In the past couple of years, machine learning (ML) has been widely leveraged in discovering functional materials. However, several difficulties seriously impede the application of ML in the field of thermoset shape memory polymers (TSMPs), e.g., the intractable feature identification or fingerprinting, inadequate experimental data on recovery stress, programming stress, strain, and lack of multilength scale structural information. Hence there is currently a lack of studies towards ML-assisted discovery of TSMPs. In this study, we propose a series of methodologies to cope with the difficulties, i.e., adopting the most recently proposed linear notation BigSMILES in fingerprinting, supplementing existing dataset by reasonable approximation, leveraging a mixed dimension (1D and 2D) input model and a type of dual-convolutional-model framework. By doing these, a new ML framework for predicting the recovery stresses of TSMPs is developed, which is validated by synthesizing and testing two new epoxy networks predicted by the ML model. By forging new TSMPs space with 4,459 samples, the ML model identified and screened 14 mostly unknown TSMPs with greater recovery stress than the known TSMPs. One of the 14 predicted polymers was validated by molecular dynamics (MD) simulation. This study demonstrates the capability of our methodologies for discovering new TSMPs with desired recovery stress by a small training dataset and may be adopted for discovering new TSMPs with other desired properties.

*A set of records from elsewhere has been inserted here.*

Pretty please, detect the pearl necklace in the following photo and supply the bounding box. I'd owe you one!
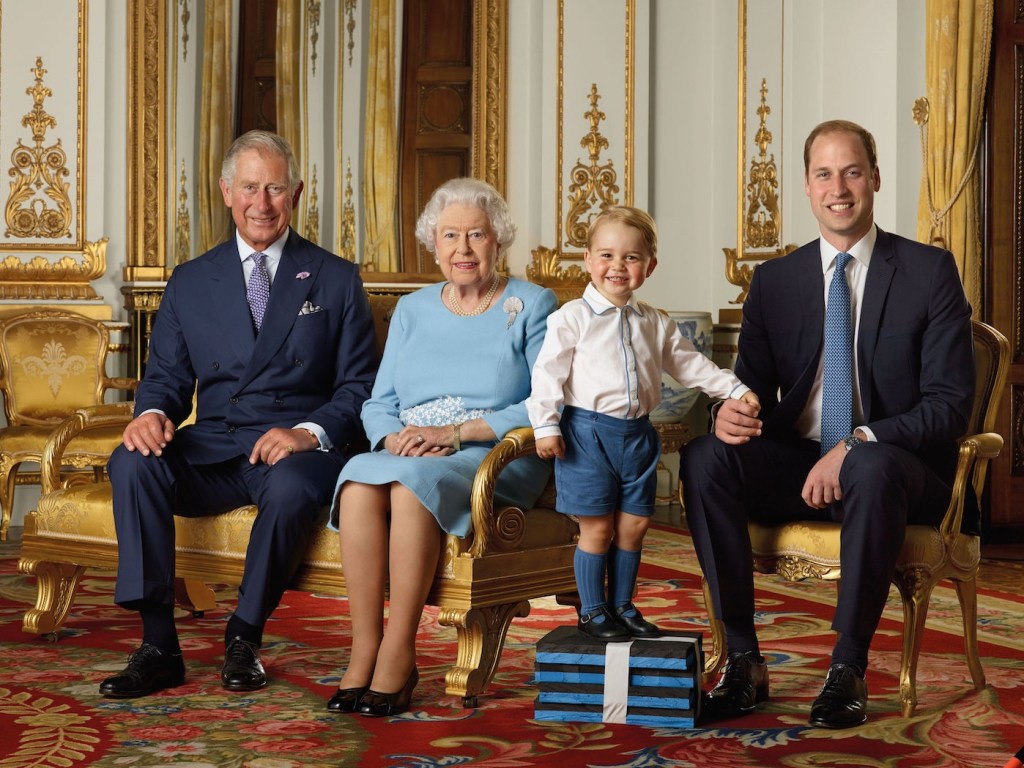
[449,273,502,317]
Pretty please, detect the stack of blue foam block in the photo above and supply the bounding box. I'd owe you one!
[534,627,703,728]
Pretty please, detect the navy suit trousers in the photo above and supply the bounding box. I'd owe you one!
[109,442,344,627]
[680,435,951,640]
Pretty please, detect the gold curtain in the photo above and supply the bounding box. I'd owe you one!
[197,0,234,253]
[361,0,400,272]
[914,0,992,307]
[274,0,308,231]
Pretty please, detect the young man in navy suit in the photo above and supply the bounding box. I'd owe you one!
[99,131,378,698]
[681,121,977,728]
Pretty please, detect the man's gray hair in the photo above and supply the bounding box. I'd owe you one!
[220,131,300,193]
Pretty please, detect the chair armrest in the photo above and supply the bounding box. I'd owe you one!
[469,427,537,557]
[105,376,138,392]
[39,402,134,494]
[939,432,1002,539]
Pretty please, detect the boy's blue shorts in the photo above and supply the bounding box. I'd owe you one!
[555,406,662,517]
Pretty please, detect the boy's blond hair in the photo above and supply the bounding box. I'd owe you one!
[587,206,657,258]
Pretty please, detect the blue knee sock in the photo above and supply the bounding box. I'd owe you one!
[572,547,608,616]
[608,544,640,608]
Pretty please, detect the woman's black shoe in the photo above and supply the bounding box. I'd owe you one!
[359,667,420,718]
[327,685,370,714]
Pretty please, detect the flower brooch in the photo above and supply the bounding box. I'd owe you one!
[502,296,522,328]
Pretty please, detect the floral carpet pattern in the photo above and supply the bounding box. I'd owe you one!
[0,528,1024,768]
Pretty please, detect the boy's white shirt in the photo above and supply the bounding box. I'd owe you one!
[526,283,750,438]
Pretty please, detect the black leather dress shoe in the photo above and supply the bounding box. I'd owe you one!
[810,664,867,728]
[702,651,768,720]
[614,603,662,637]
[99,643,185,698]
[359,667,420,718]
[327,685,370,714]
[577,605,630,642]
[220,637,266,691]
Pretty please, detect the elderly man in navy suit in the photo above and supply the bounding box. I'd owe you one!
[99,131,378,698]
[681,121,978,728]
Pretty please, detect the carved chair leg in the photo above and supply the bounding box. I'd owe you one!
[700,578,727,683]
[174,579,217,617]
[954,579,985,690]
[437,600,529,708]
[0,456,18,542]
[17,560,85,640]
[897,571,935,718]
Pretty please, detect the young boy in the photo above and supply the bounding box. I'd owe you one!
[526,206,760,640]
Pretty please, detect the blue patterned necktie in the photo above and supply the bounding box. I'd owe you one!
[821,253,853,456]
[246,253,270,331]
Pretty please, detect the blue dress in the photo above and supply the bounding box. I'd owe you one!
[331,278,557,537]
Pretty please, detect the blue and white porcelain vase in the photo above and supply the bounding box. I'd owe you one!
[650,311,714,423]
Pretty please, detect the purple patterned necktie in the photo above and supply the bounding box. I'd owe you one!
[821,253,853,456]
[246,253,270,331]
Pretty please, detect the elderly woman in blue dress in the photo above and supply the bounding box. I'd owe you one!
[328,178,557,717]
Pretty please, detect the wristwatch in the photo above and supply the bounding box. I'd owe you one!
[843,434,863,451]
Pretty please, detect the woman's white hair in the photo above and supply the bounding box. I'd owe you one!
[416,177,515,253]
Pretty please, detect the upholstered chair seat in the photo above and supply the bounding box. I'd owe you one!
[0,310,136,541]
[18,296,579,707]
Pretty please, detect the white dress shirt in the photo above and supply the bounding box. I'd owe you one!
[234,229,332,451]
[234,229,291,286]
[526,284,749,437]
[797,224,878,447]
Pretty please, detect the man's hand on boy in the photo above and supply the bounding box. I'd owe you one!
[537,435,565,459]
[715,392,761,445]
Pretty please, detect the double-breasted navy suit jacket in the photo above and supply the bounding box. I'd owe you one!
[736,229,975,482]
[135,225,378,464]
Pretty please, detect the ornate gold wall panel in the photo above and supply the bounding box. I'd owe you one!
[526,0,636,301]
[0,0,111,311]
[721,0,797,315]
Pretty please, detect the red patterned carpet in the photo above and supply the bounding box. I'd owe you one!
[0,530,1024,768]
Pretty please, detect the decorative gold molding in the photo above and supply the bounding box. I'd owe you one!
[174,160,191,264]
[470,0,508,195]
[306,0,321,75]
[623,0,637,206]
[526,246,590,304]
[340,158,355,262]
[0,238,109,301]
[181,0,191,61]
[306,163,319,243]
[124,0,168,282]
[342,0,355,67]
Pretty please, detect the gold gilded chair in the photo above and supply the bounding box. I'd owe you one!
[0,310,135,541]
[700,321,1010,717]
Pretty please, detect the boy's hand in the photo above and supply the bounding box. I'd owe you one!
[739,389,761,412]
[715,392,761,445]
[537,435,565,459]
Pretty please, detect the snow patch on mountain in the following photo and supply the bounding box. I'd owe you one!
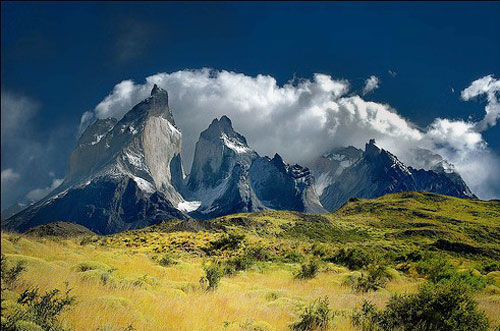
[221,133,252,154]
[177,201,201,213]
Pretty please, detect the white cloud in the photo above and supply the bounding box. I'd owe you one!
[363,75,380,95]
[2,168,21,185]
[461,75,500,131]
[26,178,63,202]
[1,90,39,146]
[84,69,500,198]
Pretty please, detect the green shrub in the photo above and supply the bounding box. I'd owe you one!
[245,245,272,261]
[352,300,381,331]
[158,254,177,267]
[290,297,333,331]
[282,250,304,263]
[295,259,319,279]
[352,283,489,331]
[76,261,114,272]
[17,289,75,330]
[1,289,74,331]
[204,233,245,255]
[225,254,255,271]
[478,262,500,274]
[346,265,392,292]
[200,262,222,291]
[327,248,373,270]
[0,254,26,291]
[416,256,488,290]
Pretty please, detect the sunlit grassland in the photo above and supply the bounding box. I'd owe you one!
[1,193,500,330]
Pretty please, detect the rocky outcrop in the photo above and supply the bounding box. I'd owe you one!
[2,85,186,234]
[187,116,325,218]
[317,139,474,211]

在过去的几年中，机器学习（ML）在发现功能材料方面已得到广泛利用。但是，一些困难严重阻碍了ML在热固性形状记忆聚合物（TSMP）领域的应用，例如，难以处理的特征识别或指纹识别，有关恢复应力，编程应力，应变的实验数据不足以及缺乏多长度尺度结构信息。因此，目前尚缺乏有关ML辅助发现TSMPs的研究。在这项研究中，我们提出了一系列方法来应对这些困难，例如，在指纹识别中采用最新提出的线性符号BigSMILES，通过合理的近似补充现有数据集，利用混合维度（一维和二维）输入模型和一种类型双卷积模型框架。通过这样做，开发了一种用于预测TSMPs恢复应力的新ML框架，该框架通过合成和测试ML模型预测的两个新的环氧网络得到了验证。通过用4459个样本创建新的TSMP空间，ML模型识别并筛选了14个大多数未知的TSMP，其恢复压力比已知的TSMP大。通过分子动力学（MD）模拟验证了14种预测的聚合物之一。这项研究证明了我们的方法论通过一个小的训练数据集发现具有所需恢复压力的新TSMP的能力，并且可能被用于发现具有其他所需属性的新TSMP的方法。通过用4459个样本创建新的TSMP空间，ML模型识别并筛选了14个大多数未知的TSMP，其恢复压力比已知的TSMP大。通过分子动力学（MD）模拟验证了14种预测的聚合物之一。这项研究证明了我们的方法论通过一个小的训练数据集发现具有所需恢复压力的新TSMP的能力，并且可能被用于发现具有其他所需属性的新TSMP的方法。通过用4459个样本创建新的TSMP空间，ML模型识别并筛选了14个大多数未知的TSMP，其恢复压力比已知的TSMP大。通过分子动力学（MD）模拟验证了14种预测的聚合物之一。这项研究证明了我们的方法论通过一个小的训练数据集发现具有所需恢复压力的新TSMP的能力，并且可能被用于发现具有其他所需属性的新TSMP的方法。